After the Mount Zion congregation moved to a new location on Lankford Avenue in 2003, the building became the home of the Music Resource Center in 2004. Previously, the center offered educational opportunities to teens in a practice space above Trax, a famed nightclub that was demolished soon after the University of Virginia purchased it for hospital expansion.  

Point Church was founded in 2009 and is listed as being a Southern Baptist congregation. Their website states they expect to have the old church ready for worship services in April 2025. The purchase was a strategic one. 

“We want to be at the center of everything that’s happening around our communities that are in poverty, that are struggling with financial hardships, and to do that we need to map the assets and collaborate and coordinate with all the other great work that’s being done,” Measells said. 

One nearby opportunity for collaboration is the Salvation Army at 207 Ridge St. City Council recently granted permission for an expansion project that will allow an increase from 55 shelter beds to 114 beds. That includes seven two-bedroom suites for transitional housing, allowing families to stay together. 

Measells said Point Church has an entrepreneurship academy that lasts 10 weeks and is followed up with Gospel-led mentorship. 

“We are praying that God is going to make an extraordinary impact through this Gospel-centered path out of poverty,” said Pastor Gabe Turner in the video. “We are praying that the poverty level will decrease.”

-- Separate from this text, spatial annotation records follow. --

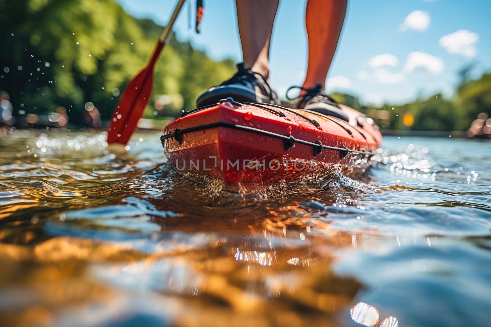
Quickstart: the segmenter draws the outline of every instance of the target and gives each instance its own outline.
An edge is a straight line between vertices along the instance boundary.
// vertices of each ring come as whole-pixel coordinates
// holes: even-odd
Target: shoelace
[[[246,81],[255,81],[263,93],[269,97],[270,100],[272,101],[274,100],[273,95],[277,98],[278,96],[276,92],[271,89],[269,83],[268,83],[267,79],[262,74],[257,72],[253,72],[250,68],[246,69],[244,67],[243,63],[238,64],[237,68],[238,71],[235,73],[235,75],[232,76],[230,79],[225,81],[220,85],[226,85],[235,83],[240,83],[246,85]]]
[[[290,92],[291,90],[293,90],[293,89],[299,89],[300,91],[304,91],[305,92],[305,93],[303,95],[302,95],[300,93],[300,94],[299,94],[297,97],[295,97],[294,98],[290,98],[290,97],[288,96],[288,93]],[[335,105],[336,107],[339,107],[339,105],[338,105],[337,102],[336,102],[336,100],[335,100],[334,98],[332,98],[332,97],[329,95],[328,94],[327,94],[326,93],[321,92],[322,90],[322,85],[321,85],[320,84],[318,84],[315,86],[315,87],[313,87],[310,89],[302,87],[301,86],[290,86],[290,87],[288,88],[288,89],[286,90],[286,99],[288,99],[289,100],[295,100],[295,99],[299,99],[299,98],[301,97],[302,100],[300,100],[300,102],[299,102],[299,106],[300,107],[302,107],[305,104],[305,102],[306,102],[310,99],[315,97],[320,97],[321,98],[325,98],[327,99],[329,101],[329,102],[330,102],[333,105]]]

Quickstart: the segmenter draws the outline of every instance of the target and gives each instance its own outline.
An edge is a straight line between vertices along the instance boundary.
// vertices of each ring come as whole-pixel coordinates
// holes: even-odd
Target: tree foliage
[[[0,90],[9,94],[14,114],[62,106],[73,124],[90,101],[107,119],[162,29],[133,18],[115,0],[0,0]],[[176,115],[234,70],[231,60],[214,61],[173,37],[156,67],[153,94],[182,95],[179,105],[163,110]]]

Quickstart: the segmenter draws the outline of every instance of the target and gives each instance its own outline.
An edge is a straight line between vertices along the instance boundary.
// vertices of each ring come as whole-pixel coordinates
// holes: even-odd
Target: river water
[[[159,136],[116,152],[103,133],[0,138],[0,324],[491,320],[489,142],[386,137],[356,178],[237,194],[163,163]]]

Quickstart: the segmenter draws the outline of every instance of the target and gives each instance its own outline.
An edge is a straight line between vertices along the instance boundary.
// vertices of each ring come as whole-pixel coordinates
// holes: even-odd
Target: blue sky
[[[132,15],[165,25],[176,1],[118,0]],[[192,8],[194,0],[191,0]],[[306,0],[282,0],[271,51],[271,82],[280,96],[301,84],[306,68]],[[242,61],[235,1],[205,0],[202,32],[188,28],[185,5],[175,27],[214,59]],[[437,92],[452,95],[457,71],[491,71],[491,1],[352,0],[328,75],[329,92],[355,94],[366,103],[402,103]],[[193,25],[193,16],[191,25]]]

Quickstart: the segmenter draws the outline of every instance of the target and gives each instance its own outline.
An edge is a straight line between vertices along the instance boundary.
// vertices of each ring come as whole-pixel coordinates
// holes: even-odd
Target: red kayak
[[[367,168],[382,134],[371,118],[340,107],[342,119],[229,98],[184,113],[161,139],[175,169],[229,184],[295,178],[325,164]]]

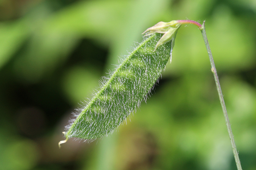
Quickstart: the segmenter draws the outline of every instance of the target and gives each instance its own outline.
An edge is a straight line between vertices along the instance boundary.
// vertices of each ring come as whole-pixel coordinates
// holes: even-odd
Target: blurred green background
[[[58,147],[71,113],[142,33],[189,19],[206,20],[242,167],[256,170],[256,2],[0,0],[0,169],[236,169],[206,48],[190,24],[146,104],[107,137]]]

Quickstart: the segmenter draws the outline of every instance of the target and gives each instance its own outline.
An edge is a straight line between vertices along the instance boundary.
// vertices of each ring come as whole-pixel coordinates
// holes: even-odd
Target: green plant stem
[[[210,48],[209,43],[208,42],[207,37],[206,37],[206,34],[205,32],[204,21],[204,23],[203,23],[202,26],[201,27],[200,27],[199,29],[201,30],[203,35],[203,37],[204,38],[205,45],[206,47],[207,52],[208,52],[208,55],[209,55],[209,57],[210,58],[210,61],[212,66],[212,72],[214,77],[215,83],[216,83],[216,86],[217,86],[217,90],[218,91],[218,94],[219,94],[219,97],[220,101],[220,104],[221,104],[221,107],[222,107],[223,113],[224,114],[224,117],[225,117],[226,123],[227,125],[227,127],[228,128],[228,135],[230,139],[232,149],[233,150],[233,153],[234,153],[234,156],[235,157],[237,169],[238,170],[242,170],[242,166],[241,166],[241,163],[240,162],[240,160],[239,160],[238,154],[236,150],[236,147],[234,135],[232,133],[231,126],[229,121],[229,119],[228,119],[228,113],[227,113],[227,109],[226,107],[226,105],[225,105],[225,102],[224,102],[224,99],[223,98],[223,95],[222,95],[222,93],[221,91],[221,88],[220,88],[220,84],[219,78],[218,78],[218,74],[217,74],[217,70],[216,70],[214,62],[213,60],[213,58],[212,57],[212,52],[211,52],[211,49]]]

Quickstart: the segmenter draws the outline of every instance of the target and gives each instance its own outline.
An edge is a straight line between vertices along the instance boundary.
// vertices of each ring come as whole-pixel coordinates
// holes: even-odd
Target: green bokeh
[[[204,41],[190,24],[146,104],[108,137],[58,147],[70,113],[141,33],[186,19],[206,21],[242,167],[256,169],[256,19],[249,0],[0,0],[0,169],[235,169]]]

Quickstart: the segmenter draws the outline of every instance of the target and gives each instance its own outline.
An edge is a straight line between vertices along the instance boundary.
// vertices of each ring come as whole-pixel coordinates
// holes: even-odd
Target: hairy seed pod
[[[170,58],[172,41],[154,51],[162,35],[147,37],[126,57],[68,127],[67,138],[107,135],[146,100]]]

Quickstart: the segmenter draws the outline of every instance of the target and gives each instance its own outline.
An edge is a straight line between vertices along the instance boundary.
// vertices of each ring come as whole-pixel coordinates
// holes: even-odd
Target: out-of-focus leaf
[[[0,23],[0,68],[8,61],[28,37],[29,29],[24,20]]]

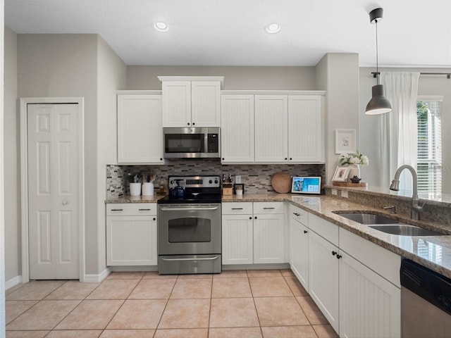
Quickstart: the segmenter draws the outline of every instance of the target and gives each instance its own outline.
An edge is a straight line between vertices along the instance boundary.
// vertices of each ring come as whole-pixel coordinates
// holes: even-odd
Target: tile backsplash
[[[288,173],[292,176],[322,176],[324,182],[324,164],[245,164],[221,165],[219,159],[167,160],[161,165],[106,165],[106,199],[113,199],[128,194],[130,173],[152,173],[156,175],[155,189],[159,187],[161,177],[168,187],[168,176],[197,175],[241,175],[247,194],[273,192],[271,175],[278,172]]]

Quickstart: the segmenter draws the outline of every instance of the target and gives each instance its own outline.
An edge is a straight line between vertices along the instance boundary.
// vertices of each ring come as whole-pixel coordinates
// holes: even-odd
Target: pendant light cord
[[[377,77],[377,84],[379,84],[379,58],[378,48],[378,19],[376,21],[376,74]]]

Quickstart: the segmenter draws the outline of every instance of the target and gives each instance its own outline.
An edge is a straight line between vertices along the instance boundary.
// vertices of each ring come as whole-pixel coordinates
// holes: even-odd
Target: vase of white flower
[[[357,178],[362,178],[360,176],[360,165],[368,165],[369,164],[368,157],[361,154],[358,150],[355,154],[342,154],[340,156],[339,162],[341,165],[347,164],[350,165],[350,173],[347,176],[350,180],[354,178],[354,176],[357,176]]]

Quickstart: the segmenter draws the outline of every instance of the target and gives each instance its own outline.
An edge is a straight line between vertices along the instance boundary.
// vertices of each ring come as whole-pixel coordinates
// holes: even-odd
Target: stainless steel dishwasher
[[[451,280],[408,259],[401,262],[402,337],[451,337]]]

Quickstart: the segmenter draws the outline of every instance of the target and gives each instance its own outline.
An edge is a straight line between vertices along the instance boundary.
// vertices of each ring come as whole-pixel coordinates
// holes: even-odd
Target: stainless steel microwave
[[[165,158],[221,157],[220,128],[163,128]]]

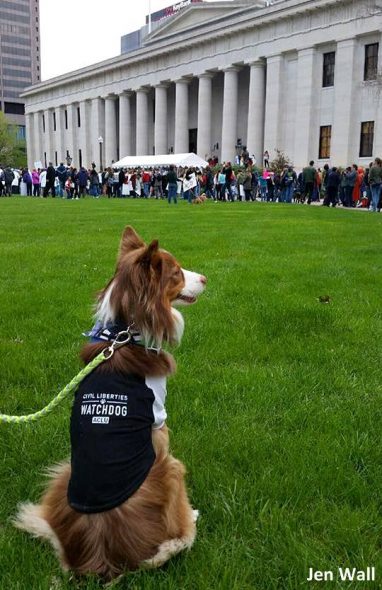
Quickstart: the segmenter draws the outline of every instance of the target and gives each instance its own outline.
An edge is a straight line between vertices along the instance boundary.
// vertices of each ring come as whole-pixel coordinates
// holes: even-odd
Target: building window
[[[374,121],[361,123],[361,145],[359,149],[360,158],[371,158],[373,156],[374,144]]]
[[[334,51],[324,53],[324,67],[322,75],[322,86],[334,86],[334,66],[336,63],[336,54]]]
[[[370,45],[365,45],[365,71],[363,76],[365,82],[377,79],[378,51],[379,43],[371,43]]]
[[[330,145],[332,142],[332,126],[324,125],[320,127],[320,148],[318,158],[327,160],[330,158]]]

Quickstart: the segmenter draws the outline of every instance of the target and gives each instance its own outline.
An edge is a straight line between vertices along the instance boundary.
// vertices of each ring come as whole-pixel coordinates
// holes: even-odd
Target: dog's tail
[[[19,504],[18,508],[18,513],[12,520],[12,524],[18,529],[27,531],[34,537],[46,539],[53,545],[58,555],[62,557],[63,550],[61,543],[52,527],[45,520],[42,506],[25,502]]]

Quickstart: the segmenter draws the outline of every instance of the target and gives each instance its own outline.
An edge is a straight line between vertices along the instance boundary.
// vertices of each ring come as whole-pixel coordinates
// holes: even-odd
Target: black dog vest
[[[78,512],[111,510],[146,479],[155,460],[155,395],[145,379],[91,373],[75,396],[68,501]]]

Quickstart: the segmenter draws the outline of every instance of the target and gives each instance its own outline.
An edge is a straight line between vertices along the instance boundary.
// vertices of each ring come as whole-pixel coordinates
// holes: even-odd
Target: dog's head
[[[127,226],[114,277],[99,294],[96,317],[104,325],[133,323],[149,346],[177,343],[184,322],[173,306],[195,303],[206,282],[205,276],[181,268],[158,240],[147,245]]]

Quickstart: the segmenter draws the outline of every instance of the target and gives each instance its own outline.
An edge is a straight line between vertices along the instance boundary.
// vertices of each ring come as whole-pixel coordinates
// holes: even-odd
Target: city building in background
[[[28,88],[28,161],[184,153],[296,168],[382,154],[376,0],[190,3],[143,45]],[[101,157],[102,156],[102,157]]]
[[[121,37],[121,53],[130,53],[130,51],[139,49],[143,46],[145,38],[157,29],[163,23],[164,19],[178,14],[180,10],[187,8],[190,4],[200,4],[200,2],[202,0],[183,0],[183,2],[171,4],[166,8],[162,8],[162,10],[148,14],[146,16],[146,24],[143,27]]]
[[[0,0],[0,110],[25,138],[21,92],[40,81],[39,0]]]

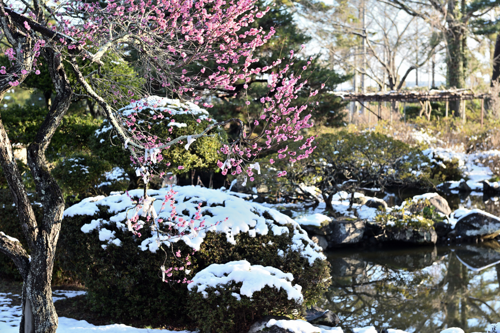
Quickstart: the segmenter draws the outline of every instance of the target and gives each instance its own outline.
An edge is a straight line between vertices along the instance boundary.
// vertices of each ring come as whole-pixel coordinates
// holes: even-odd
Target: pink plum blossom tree
[[[152,224],[158,217],[150,209],[147,184],[150,177],[162,175],[155,165],[162,159],[162,151],[173,145],[184,145],[188,149],[192,142],[210,135],[218,126],[238,124],[238,137],[220,149],[218,165],[223,174],[242,175],[245,184],[260,173],[260,163],[274,163],[261,158],[266,151],[278,150],[280,159],[292,161],[306,158],[312,151],[314,137],[304,138],[303,133],[312,125],[308,108],[316,103],[314,100],[318,91],[310,92],[305,104],[294,103],[306,83],[304,75],[310,71],[304,66],[302,72],[292,72],[290,66],[296,56],[293,51],[276,59],[271,66],[254,65],[258,60],[254,57],[256,48],[272,38],[275,32],[246,28],[270,9],[258,8],[255,3],[256,0],[110,0],[105,3],[2,0],[0,25],[9,45],[2,51],[11,66],[0,69],[0,97],[12,86],[22,84],[28,75],[40,74],[39,68],[44,65],[56,91],[45,120],[28,148],[28,165],[43,205],[42,220],[35,219],[0,120],[0,163],[30,255],[17,240],[0,232],[0,251],[14,261],[24,280],[20,332],[54,333],[58,326],[50,281],[64,202],[50,176],[44,152],[76,94],[64,64],[76,77],[78,91],[104,111],[126,151],[124,153],[136,165],[144,191],[136,211],[142,208]],[[136,79],[142,84],[130,84],[103,71],[102,65],[108,61],[126,63],[135,69]],[[216,68],[202,65],[214,61]],[[200,73],[188,71],[188,65],[194,62],[202,65]],[[166,117],[174,121],[168,108],[155,107],[158,100],[152,95],[158,90],[166,97],[180,99],[188,111],[198,106],[210,107],[206,97],[210,92],[234,90],[236,84],[242,82],[247,89],[246,83],[254,74],[267,78],[268,92],[260,100],[247,100],[247,105],[260,105],[258,114],[253,115],[252,119],[257,120],[252,123],[234,118],[214,121],[200,134],[178,137],[160,138],[148,131],[152,122]],[[106,93],[99,92],[103,91]],[[123,112],[126,105],[128,111]],[[153,110],[146,118],[140,112],[144,107]],[[286,144],[289,140],[303,141],[303,144],[290,151]],[[282,170],[272,176],[285,175],[286,171]],[[166,203],[174,205],[171,197],[166,198]],[[180,221],[175,214],[171,219],[176,223],[192,223]],[[136,215],[129,221],[132,232],[136,232],[138,223]],[[190,230],[196,232],[194,228]],[[168,230],[162,232],[174,237]]]

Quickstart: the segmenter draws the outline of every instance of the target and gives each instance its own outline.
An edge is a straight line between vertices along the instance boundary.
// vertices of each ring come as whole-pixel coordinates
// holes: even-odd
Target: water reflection
[[[324,309],[340,326],[408,332],[460,327],[485,332],[500,322],[500,244],[328,254],[332,283]]]

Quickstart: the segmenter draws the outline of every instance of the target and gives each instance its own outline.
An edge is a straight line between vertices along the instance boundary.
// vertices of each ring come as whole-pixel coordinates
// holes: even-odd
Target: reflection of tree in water
[[[500,250],[495,253],[500,259]],[[407,261],[414,263],[418,262],[416,257],[428,255],[428,251],[405,256],[412,257]],[[386,252],[376,260],[372,256],[356,254],[343,258],[343,263],[355,268],[332,277],[320,305],[336,313],[344,329],[374,326],[379,330],[434,333],[460,327],[466,332],[486,332],[490,324],[500,321],[498,265],[474,272],[461,264],[455,253],[446,251],[440,257],[434,255],[432,261],[420,261],[424,265],[414,270],[414,266],[394,265],[397,255],[390,258]],[[334,274],[338,272],[336,260],[332,262]]]

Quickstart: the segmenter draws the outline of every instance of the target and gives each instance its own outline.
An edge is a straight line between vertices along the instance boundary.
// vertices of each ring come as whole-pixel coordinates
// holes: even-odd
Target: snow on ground
[[[54,291],[52,299],[54,302],[66,298],[82,295],[85,292],[56,290]],[[63,297],[62,297],[63,296]],[[66,296],[66,297],[64,297]],[[10,297],[18,297],[19,295],[10,293],[0,293],[0,332],[2,333],[18,333],[19,324],[21,320],[21,307],[10,305],[12,299]],[[78,321],[65,317],[59,317],[58,332],[71,333],[146,333],[153,332],[148,329],[136,329],[123,324],[114,324],[96,326],[89,324],[86,321]],[[174,333],[168,330],[155,330],[154,332],[158,333]],[[176,333],[192,333],[190,331],[183,331]]]

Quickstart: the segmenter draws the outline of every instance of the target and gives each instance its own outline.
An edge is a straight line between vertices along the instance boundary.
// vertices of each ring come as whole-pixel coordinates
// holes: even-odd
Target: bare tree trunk
[[[12,195],[31,255],[30,260],[28,260],[26,251],[20,243],[13,242],[0,233],[0,251],[14,260],[23,279],[20,327],[21,333],[55,333],[58,324],[52,301],[50,282],[64,201],[60,189],[48,171],[45,150],[70,106],[72,92],[58,55],[50,49],[43,52],[56,88],[56,97],[27,150],[28,165],[43,207],[44,216],[41,221],[35,219],[14,157],[12,146],[0,119],[0,164]],[[26,54],[28,52],[26,51]],[[30,66],[28,61],[24,63]],[[0,97],[3,97],[7,89],[3,89],[1,82],[0,87],[2,88],[0,91],[3,91]]]
[[[493,53],[493,74],[490,86],[493,86],[493,82],[498,79],[498,76],[500,76],[500,33],[496,35],[495,50]]]

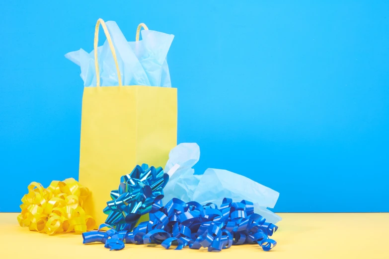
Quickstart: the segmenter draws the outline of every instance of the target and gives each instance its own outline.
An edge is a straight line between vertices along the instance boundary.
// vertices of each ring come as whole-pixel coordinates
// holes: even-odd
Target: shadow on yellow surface
[[[83,245],[75,233],[49,236],[22,228],[17,213],[0,213],[0,258],[389,259],[389,213],[279,213],[282,221],[265,252],[257,245],[233,246],[221,252],[206,249],[166,250],[160,245],[126,244],[110,251],[100,243]]]

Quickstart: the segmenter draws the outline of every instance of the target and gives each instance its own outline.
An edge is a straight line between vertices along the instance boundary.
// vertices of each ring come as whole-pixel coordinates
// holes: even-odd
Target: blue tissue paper
[[[200,159],[200,147],[195,143],[183,143],[170,151],[165,172],[169,180],[163,189],[163,204],[172,198],[184,202],[195,200],[204,205],[221,204],[227,197],[234,201],[248,200],[254,211],[275,224],[281,217],[268,210],[273,208],[279,193],[243,176],[225,170],[209,168],[202,175],[194,175],[192,167]]]

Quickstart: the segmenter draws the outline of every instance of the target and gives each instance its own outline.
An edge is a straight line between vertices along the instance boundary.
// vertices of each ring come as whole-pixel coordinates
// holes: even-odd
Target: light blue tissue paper
[[[116,53],[123,85],[171,87],[166,56],[174,35],[144,30],[142,40],[128,42],[116,22],[110,21],[105,24]],[[97,53],[101,85],[118,85],[116,65],[106,40],[98,48]],[[80,67],[84,86],[96,85],[93,51],[88,53],[81,49],[67,54],[65,57]]]
[[[163,204],[173,197],[202,204],[220,204],[225,197],[234,202],[245,199],[254,203],[254,212],[264,217],[267,222],[275,224],[281,220],[267,208],[274,207],[279,196],[277,192],[227,170],[209,168],[203,175],[194,175],[192,167],[199,158],[200,147],[194,143],[181,143],[170,151],[165,172],[174,169],[176,164],[180,167],[163,189]]]

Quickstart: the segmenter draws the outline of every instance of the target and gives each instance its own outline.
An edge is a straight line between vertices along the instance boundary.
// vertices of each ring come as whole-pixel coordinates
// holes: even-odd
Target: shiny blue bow
[[[117,231],[132,230],[142,215],[150,212],[153,204],[160,203],[168,180],[161,167],[136,166],[121,177],[118,190],[111,192],[112,200],[103,210],[108,215],[105,223]]]

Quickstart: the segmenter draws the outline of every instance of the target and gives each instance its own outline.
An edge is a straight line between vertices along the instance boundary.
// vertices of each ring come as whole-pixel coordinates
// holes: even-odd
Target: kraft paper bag
[[[119,86],[100,86],[97,43],[102,26],[117,71]],[[84,88],[80,143],[80,184],[91,191],[86,213],[104,223],[110,193],[120,177],[137,164],[164,166],[177,144],[177,89],[122,85],[117,59],[109,33],[99,19],[94,38],[96,87]]]

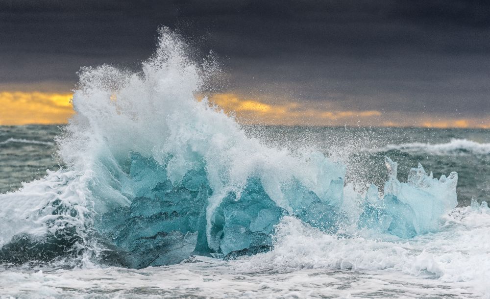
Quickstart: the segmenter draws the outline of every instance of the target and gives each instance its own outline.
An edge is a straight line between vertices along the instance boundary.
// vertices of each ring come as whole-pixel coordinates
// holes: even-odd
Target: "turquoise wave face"
[[[0,194],[0,263],[140,268],[193,254],[231,259],[270,250],[286,218],[342,237],[409,238],[437,231],[456,206],[456,173],[436,179],[419,166],[401,182],[386,158],[383,192],[366,192],[346,183],[342,159],[247,135],[194,97],[216,64],[193,61],[177,36],[161,33],[140,73],[79,73],[77,113],[55,139],[66,168]]]
[[[130,179],[124,189],[138,196],[129,206],[101,214],[95,222],[104,243],[117,252],[108,256],[113,259],[106,262],[142,268],[178,263],[192,255],[227,259],[264,252],[273,248],[274,227],[286,216],[329,234],[352,224],[342,210],[342,179],[331,182],[331,197],[323,200],[297,180],[289,182],[283,188],[288,203],[285,209],[270,199],[259,178],[251,177],[239,195],[230,192],[222,199],[208,230],[206,211],[213,192],[205,167],[189,171],[172,183],[166,167],[152,158],[132,153],[130,160]],[[441,200],[447,199],[438,198],[434,192],[455,191],[457,177],[434,180],[423,169],[413,169],[411,182],[402,183],[396,178],[396,163],[387,161],[394,172],[387,182],[386,194],[380,199],[377,188],[371,186],[357,226],[404,238],[437,230],[435,222],[447,210]],[[440,184],[447,186],[441,189]],[[451,194],[442,195],[446,196]],[[445,204],[450,208],[451,205],[456,205]],[[215,249],[208,243],[208,230],[210,240],[218,245]]]

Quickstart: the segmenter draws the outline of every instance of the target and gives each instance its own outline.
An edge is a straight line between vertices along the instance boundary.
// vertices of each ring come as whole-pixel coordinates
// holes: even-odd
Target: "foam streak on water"
[[[456,208],[456,172],[438,178],[419,164],[399,175],[383,157],[388,179],[366,184],[333,153],[251,137],[195,99],[212,57],[197,63],[160,33],[139,73],[81,71],[77,113],[56,140],[66,166],[0,195],[2,294],[488,294],[490,211]]]

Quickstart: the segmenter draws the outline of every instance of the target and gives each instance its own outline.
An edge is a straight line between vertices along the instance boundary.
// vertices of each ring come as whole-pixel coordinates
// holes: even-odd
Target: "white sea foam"
[[[403,144],[390,144],[382,148],[369,150],[380,152],[398,150],[408,152],[423,151],[435,155],[462,155],[467,153],[486,155],[490,154],[490,143],[480,143],[467,139],[451,139],[445,143],[430,144],[414,142]]]
[[[15,268],[2,271],[2,294],[345,298],[366,294],[390,297],[400,291],[406,292],[403,296],[415,297],[488,294],[488,210],[457,209],[438,222],[452,208],[445,205],[441,195],[446,189],[452,192],[446,201],[455,204],[452,188],[442,187],[454,187],[456,178],[436,180],[425,172],[417,177],[427,178],[410,184],[396,183],[395,175],[387,188],[393,195],[403,193],[402,199],[409,198],[407,190],[414,189],[419,191],[416,194],[419,201],[429,196],[438,199],[437,213],[430,215],[428,231],[433,232],[410,240],[359,229],[355,220],[365,198],[347,187],[341,188],[341,202],[332,203],[341,206],[347,219],[354,221],[339,234],[326,234],[287,217],[276,227],[274,249],[251,257],[228,262],[199,257],[203,261],[141,270],[94,265],[95,259],[91,258],[97,256],[98,245],[90,236],[95,217],[129,206],[135,197],[134,184],[130,183],[127,174],[130,152],[165,163],[168,178],[173,182],[205,162],[213,191],[206,215],[212,249],[217,247],[209,231],[213,213],[228,193],[239,195],[249,178],[259,178],[270,198],[289,211],[285,183],[294,178],[326,199],[331,197],[331,182],[343,176],[343,167],[319,152],[268,146],[247,137],[232,118],[205,100],[196,102],[193,93],[216,66],[212,62],[196,66],[183,55],[189,50],[164,30],[160,48],[143,64],[141,73],[129,74],[108,66],[81,72],[80,88],[73,99],[77,113],[57,140],[59,154],[69,168],[49,172],[43,179],[24,184],[18,192],[0,195],[0,247],[14,236],[28,234],[42,239],[74,227],[81,238],[77,249],[85,254],[80,257],[83,263],[76,264],[81,269],[47,273]],[[147,187],[152,188],[154,182]],[[432,194],[435,191],[437,194]]]

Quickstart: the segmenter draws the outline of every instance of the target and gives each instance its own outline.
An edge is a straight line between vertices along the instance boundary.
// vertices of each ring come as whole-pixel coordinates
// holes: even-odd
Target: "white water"
[[[377,202],[379,195],[368,198],[348,185],[341,196],[332,195],[330,184],[343,177],[343,166],[308,148],[267,146],[205,100],[196,102],[193,93],[216,66],[196,67],[183,55],[190,50],[186,47],[164,31],[142,73],[107,66],[82,73],[74,97],[77,114],[57,141],[69,168],[0,195],[0,247],[20,234],[41,240],[74,227],[82,253],[68,261],[70,270],[60,269],[67,267],[64,260],[2,271],[1,296],[489,298],[490,211],[484,206],[452,209],[457,177],[439,181],[424,172],[418,180],[401,183],[392,173],[385,185],[385,195],[397,195],[417,211],[417,232],[427,233],[405,239],[359,229],[365,199]],[[468,148],[470,142],[451,142],[459,143],[416,146],[450,152]],[[478,144],[471,147],[484,152]],[[265,253],[229,261],[197,257],[195,263],[140,270],[108,267],[96,262],[102,249],[91,235],[96,217],[129,205],[139,190],[161,178],[131,182],[125,168],[130,151],[166,164],[172,182],[205,161],[214,191],[206,210],[212,249],[218,246],[209,231],[217,207],[227,193],[240,194],[251,177],[260,178],[271,199],[288,211],[291,190],[285,186],[294,177],[338,204],[351,223],[332,235],[288,216],[276,227],[274,249]],[[429,203],[437,206],[426,208],[433,199]],[[66,209],[58,211],[60,206]]]

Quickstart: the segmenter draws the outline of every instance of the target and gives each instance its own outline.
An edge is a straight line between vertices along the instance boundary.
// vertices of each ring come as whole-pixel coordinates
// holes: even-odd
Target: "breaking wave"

The Point Church will continue to lease the basement space to the Music Resource Center. They also have a map indicating several satellite locations for parishioners to park. The few spaces close to the church are reserved for drivers with handicap tags. 

Next door, Cushman & Wakefield | Thalhimer is marketing the former Greyhound bus station as a “rare development opportunity” that could take advantage of the new Commercial Mixed Use Corridor zoning. An encampment of unhoused individuals is currently living at the site. 

Elsewhere in Charlottesville, plans to develop a portion of the Hinton Avenue Methodist Church in Belmont with affordable apartments fell through when the Church of the Good Shepherd paid $1.5 million for the property. That purchase allowed the congregation to move out of the space they were renting at 105 Ridge St. from the Music Resource Center.